Prosa de feira não requer pressa. Exige paciência no ouvir as sabenças dos mais velhos. Os desaperreados em mundo marcado pela agonia do tempo ligeiro. Papo de feira é samba miudinho. Riscado com os pés no chão. Rosto coladinho. É o perder das horas. É o achar do riso do causo contado com a mais profunda convicção de fato testemunhado.
Ainda que inventado, vale
a versão derradeira. Remodelado pelo passar de boca em boca em outras feiras,
mastigado em puteiros de currutelas, assobiado em bares desprovidos de
estrelas, botequins sem tramelas.
Sob um calor de uns 40º,
na feira da 28, em Marabá, um conviva mandou a letra sobre macacos com malária.
Tudo sucedeu nos anos de 1980. O pai do cabra operava na frente de desmatamento,
técnica batizada por especialistas como supressão vegetal. Um mimo.
“No some home os macacos
tremiam de tanta febre que não conseguiam trepar nas árvores”, conta ele, que
estufava o peito coberto pela camisa do Paysandu, que acabara de levar uma
peia do Remo, 3x2, placar final.
Tempo de floresta. Tempo
de onça. Some home era uma denominação dada ao local onde era comum a presença
delas. Mas, também, local de execução de castanheiros que operaram na floresta
para oligarquias locais na coleta de frutos.
O trecho nos anos de 1980
era bem agitado. Garimpo de Serra de Pelada, edificação da barragem de Tucuruí,
ferrovia de Carajás, siderúrgicas, carvoarias. O comum era o peão correr em
várias frentes. Obras, fazendas, garimpos, pistolagem, alguns filiados na luta
pela terra.
Um dos proseadores é
natural das Gerais. Fez boa parte deste percurso labiríntico de sobrevivência na
fronteira distante. Correu Tucuruí. Sabe das tramas da Rua do Escorre Água, das
malárias e cloroquina, do DDT, de nuvens de carapanã, dos servidores da Sucam.
Ainda hoje um causo é
rememorado. Segundo a lenda, nestes dias, quando alguém com camisa com botões
aportava na cidade, os macacos acometidos por malária pulavam sobre o visitante
à caça dos botões calculando que era comprimido de cloroquina.

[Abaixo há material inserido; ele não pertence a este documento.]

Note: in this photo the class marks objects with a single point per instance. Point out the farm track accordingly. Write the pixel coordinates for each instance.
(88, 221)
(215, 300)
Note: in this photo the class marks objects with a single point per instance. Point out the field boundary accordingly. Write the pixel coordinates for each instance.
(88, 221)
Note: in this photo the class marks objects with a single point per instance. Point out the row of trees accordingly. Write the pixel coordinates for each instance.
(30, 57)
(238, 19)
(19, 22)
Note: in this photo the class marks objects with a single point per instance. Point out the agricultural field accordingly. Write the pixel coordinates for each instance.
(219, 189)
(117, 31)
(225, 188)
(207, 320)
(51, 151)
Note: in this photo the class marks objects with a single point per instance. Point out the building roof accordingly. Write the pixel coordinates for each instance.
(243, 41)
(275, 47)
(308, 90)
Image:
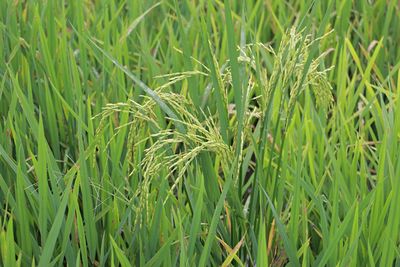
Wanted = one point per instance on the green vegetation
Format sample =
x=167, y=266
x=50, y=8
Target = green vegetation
x=199, y=133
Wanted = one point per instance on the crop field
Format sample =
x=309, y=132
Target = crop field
x=199, y=133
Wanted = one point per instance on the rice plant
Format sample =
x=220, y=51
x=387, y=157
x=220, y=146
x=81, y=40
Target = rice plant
x=199, y=133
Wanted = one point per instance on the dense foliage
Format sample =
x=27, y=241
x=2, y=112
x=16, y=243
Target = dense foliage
x=199, y=133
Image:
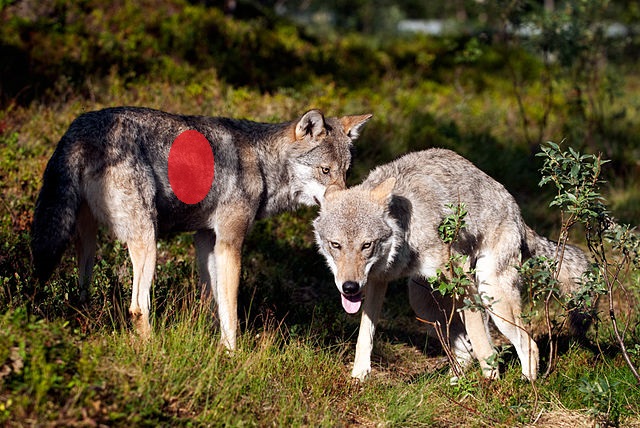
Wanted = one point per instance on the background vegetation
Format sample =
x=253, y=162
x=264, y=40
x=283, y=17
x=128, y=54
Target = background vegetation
x=489, y=90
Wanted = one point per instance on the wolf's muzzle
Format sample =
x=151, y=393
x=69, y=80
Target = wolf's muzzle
x=350, y=288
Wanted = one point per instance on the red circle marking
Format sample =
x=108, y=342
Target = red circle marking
x=190, y=167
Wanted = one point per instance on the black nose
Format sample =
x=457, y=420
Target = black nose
x=350, y=287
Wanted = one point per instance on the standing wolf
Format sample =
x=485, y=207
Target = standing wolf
x=387, y=228
x=112, y=167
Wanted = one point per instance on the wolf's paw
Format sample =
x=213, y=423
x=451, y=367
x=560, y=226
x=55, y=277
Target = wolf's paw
x=360, y=373
x=141, y=323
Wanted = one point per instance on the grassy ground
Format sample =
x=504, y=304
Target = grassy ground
x=65, y=366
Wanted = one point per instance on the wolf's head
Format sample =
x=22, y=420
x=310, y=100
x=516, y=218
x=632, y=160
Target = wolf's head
x=357, y=236
x=321, y=154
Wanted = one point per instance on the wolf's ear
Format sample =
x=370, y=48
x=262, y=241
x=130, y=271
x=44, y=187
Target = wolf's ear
x=382, y=192
x=353, y=124
x=311, y=124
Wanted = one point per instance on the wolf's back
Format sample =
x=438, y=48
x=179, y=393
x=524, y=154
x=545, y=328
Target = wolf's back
x=55, y=213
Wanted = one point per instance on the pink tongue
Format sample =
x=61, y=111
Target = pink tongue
x=349, y=306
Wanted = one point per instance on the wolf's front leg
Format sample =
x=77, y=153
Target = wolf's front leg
x=372, y=307
x=230, y=231
x=205, y=241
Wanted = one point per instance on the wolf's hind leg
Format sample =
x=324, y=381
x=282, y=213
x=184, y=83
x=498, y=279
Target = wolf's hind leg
x=205, y=241
x=143, y=259
x=431, y=306
x=499, y=289
x=86, y=232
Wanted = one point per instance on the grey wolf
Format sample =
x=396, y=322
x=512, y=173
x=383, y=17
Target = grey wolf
x=111, y=168
x=386, y=228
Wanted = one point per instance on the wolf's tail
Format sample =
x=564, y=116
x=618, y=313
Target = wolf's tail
x=55, y=214
x=574, y=263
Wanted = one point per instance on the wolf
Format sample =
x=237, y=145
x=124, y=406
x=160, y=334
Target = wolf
x=112, y=168
x=386, y=228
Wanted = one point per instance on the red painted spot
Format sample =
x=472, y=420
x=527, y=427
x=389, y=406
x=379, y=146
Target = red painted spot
x=190, y=167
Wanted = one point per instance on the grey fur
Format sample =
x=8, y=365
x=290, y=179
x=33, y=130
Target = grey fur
x=386, y=228
x=111, y=168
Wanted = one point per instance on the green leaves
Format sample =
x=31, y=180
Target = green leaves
x=576, y=178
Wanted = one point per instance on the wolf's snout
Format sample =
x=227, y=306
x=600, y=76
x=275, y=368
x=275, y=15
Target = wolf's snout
x=350, y=288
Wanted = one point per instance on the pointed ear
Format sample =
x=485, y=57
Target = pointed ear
x=311, y=124
x=353, y=124
x=382, y=192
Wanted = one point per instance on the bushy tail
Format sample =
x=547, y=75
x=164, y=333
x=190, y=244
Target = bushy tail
x=574, y=264
x=55, y=215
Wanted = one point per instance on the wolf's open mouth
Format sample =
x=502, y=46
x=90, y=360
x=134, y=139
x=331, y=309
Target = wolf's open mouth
x=351, y=304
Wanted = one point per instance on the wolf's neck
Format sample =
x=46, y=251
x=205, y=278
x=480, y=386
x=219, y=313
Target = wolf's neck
x=277, y=196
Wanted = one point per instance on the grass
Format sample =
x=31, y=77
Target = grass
x=65, y=366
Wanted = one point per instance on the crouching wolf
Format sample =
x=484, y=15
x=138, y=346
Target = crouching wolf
x=387, y=228
x=113, y=167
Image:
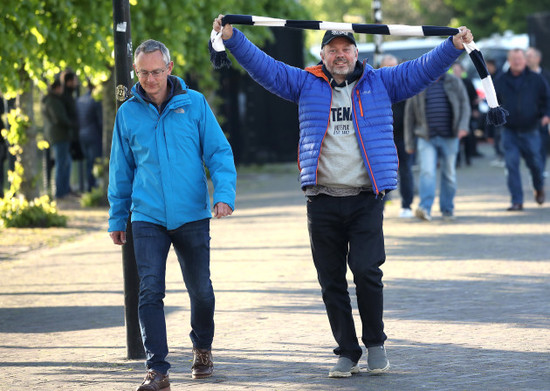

Áridos anos de1980. O desmatamento
fazia festa. A ordem residia nesta prática. O civilizar assim era entendido. E,
a partir de tal angulação, a floresta cedeu lugar aos bois, às rodovias, às
hidroelétricas, à ferrovia, às fazendas, às siderúrgicas e às mineradoras. Coisa capital.
Perdi o pai de malária no
trecho de Ourilândia, Tucumã, conta um dos senhores. Naqueles tempos a
viagem durava dias. Tudo era mato. Bagulhos puxados pelas tropas de burros. A malária arrebenta o fígado. O peão é
obrigado a ficar sem tomar álcool. Desprovido de álcool na fronteira é provação divina.
O pai do rapaz foi desmatar
para projeto de mineração. Onça Puma.
Hoje, sob controle da Vale. Parada de níquel a expropriar camponeses e
indígenas. A treta tá na justiça.
O estranho se fez
presente em terra de ancestrais indígenas. Gavião, Xikrin, Kayapó, Parakanã e
Suruí cantavam aos deuses pela terra que um dia abrigou mognos e castanheiras.
A mata sucumbiu devorada
pela gula do grande capital com endosso federal. Com as matas, vão-se as
lendas, os encantados, a sabença ancestral. Os meninos de hoje desconhecem as
mandingas do curupira, do boi tatá, da cobra Norato e da mãe d’água. Menos ainda
sabem de causos.
Patentes, coturnos e
gandolas era a “ordem’ do dia. Ao espiar os diários eletrônicos atuais, tudo
soa como uma grande ironia.
Domingo. Dia de feira.
Pamonha. Milho verde. Prosa. Cerveja. Bunda de mulata. Muque de peão.